The Philippines’ Republic Act No. 9372 (2007) states:
No Torture or Coercion in Investigation and Interrogation. – No threat, intimidation, or coercion, and no act which will inflict any form of physical pain or torment, or mental, moral, or psychological pressure, on the detained person, which shall vitiate his freewill, shall be employed in his investigation and interrogation for the crime of terrorism or the crime of conspiracy to commit terrorism; otherwise, the evidence obtained from said detained person resulting from such threat, intimidation, or coercion, or from such inflicted physical pain or torment, or mental, moral, or psychological pressure, shall be, in its entirety, absolutely not admissible and usable as evidence in any judicial, quasi-judicial, legislative, or administrative investigation, inquiry, proceeding, or hearing. 
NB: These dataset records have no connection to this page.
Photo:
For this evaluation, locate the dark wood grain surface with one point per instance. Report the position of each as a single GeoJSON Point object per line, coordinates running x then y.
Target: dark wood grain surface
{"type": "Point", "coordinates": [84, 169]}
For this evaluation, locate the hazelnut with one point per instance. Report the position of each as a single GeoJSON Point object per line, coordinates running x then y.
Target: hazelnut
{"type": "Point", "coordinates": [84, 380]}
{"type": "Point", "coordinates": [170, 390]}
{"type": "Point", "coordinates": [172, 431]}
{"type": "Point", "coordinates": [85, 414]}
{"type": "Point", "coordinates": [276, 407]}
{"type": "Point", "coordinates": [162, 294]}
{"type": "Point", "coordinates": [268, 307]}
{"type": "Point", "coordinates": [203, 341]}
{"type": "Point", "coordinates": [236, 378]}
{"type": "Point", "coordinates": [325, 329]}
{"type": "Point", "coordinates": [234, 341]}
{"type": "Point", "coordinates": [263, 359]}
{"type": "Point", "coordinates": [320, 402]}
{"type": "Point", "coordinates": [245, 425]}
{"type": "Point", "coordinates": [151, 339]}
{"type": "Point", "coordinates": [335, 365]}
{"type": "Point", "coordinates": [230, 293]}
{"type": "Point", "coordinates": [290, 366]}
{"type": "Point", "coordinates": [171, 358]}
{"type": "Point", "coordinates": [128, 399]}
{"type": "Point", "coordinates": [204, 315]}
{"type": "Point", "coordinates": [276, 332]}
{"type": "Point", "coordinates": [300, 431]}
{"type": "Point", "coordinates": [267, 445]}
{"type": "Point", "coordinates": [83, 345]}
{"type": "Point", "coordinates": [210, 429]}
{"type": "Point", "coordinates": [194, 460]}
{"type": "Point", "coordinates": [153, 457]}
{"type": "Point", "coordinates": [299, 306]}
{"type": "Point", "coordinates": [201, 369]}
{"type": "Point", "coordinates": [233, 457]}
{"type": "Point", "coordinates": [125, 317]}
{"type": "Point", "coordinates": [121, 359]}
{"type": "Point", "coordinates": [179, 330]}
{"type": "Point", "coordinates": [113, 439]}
Philippines, Republic Act No. 9372, 2007, Section 24.
In the Manliguez case before the Philippine Supreme Court in 1992, in which the appellant appealed a lower court decision that had found him guilty of kidnapping, the Court reversed and set aside the appealed decision, acquitted the appellant of the crime charged and ordered his immediate release from custody. In its judgment, the Court criticized the use of torture by certain police involved with the case:
The Court sympathizes with the appellant, Julio Manliguez and his co-accused, Shirley Ignacio y Agatia and Lucia Guiral, who suffered horrible torture in the hands of some members of the Talomo Police Force on account of false accusations levelled against them by the child’s mother, Priscilla Ali, and sister, Lori Jean Ali. We cannot conclude this decision without recommending to the Commission on Human Rights and the Philippine National Police that they undertake a thorough and speedy investigation of, and impose proper disciplinary sanctions on, Police Lieutenant Obrero and Patrolmen Plaza and Miranda members of the Police Force of Talomo, Davao City in April 1988, for the alleged torture of the three (3) accused, Julio Manliguez, Shirley Ignacio and Lucia Guiral, to extort confessions from them during the investigation of the alleged kidnapping of the child, Mary Grace Ali. Inhuman physical torture is the easiest means of obtaining “evidence” from helpless civilians when police investigators are neither sufficiently trained for detective work, nor adequately equipped, with the scientific tools of criminal investigation. An end should be put to such police brutality. 
Philippines, Supreme Court, Manliguez case, Judgment, 4 March 1992.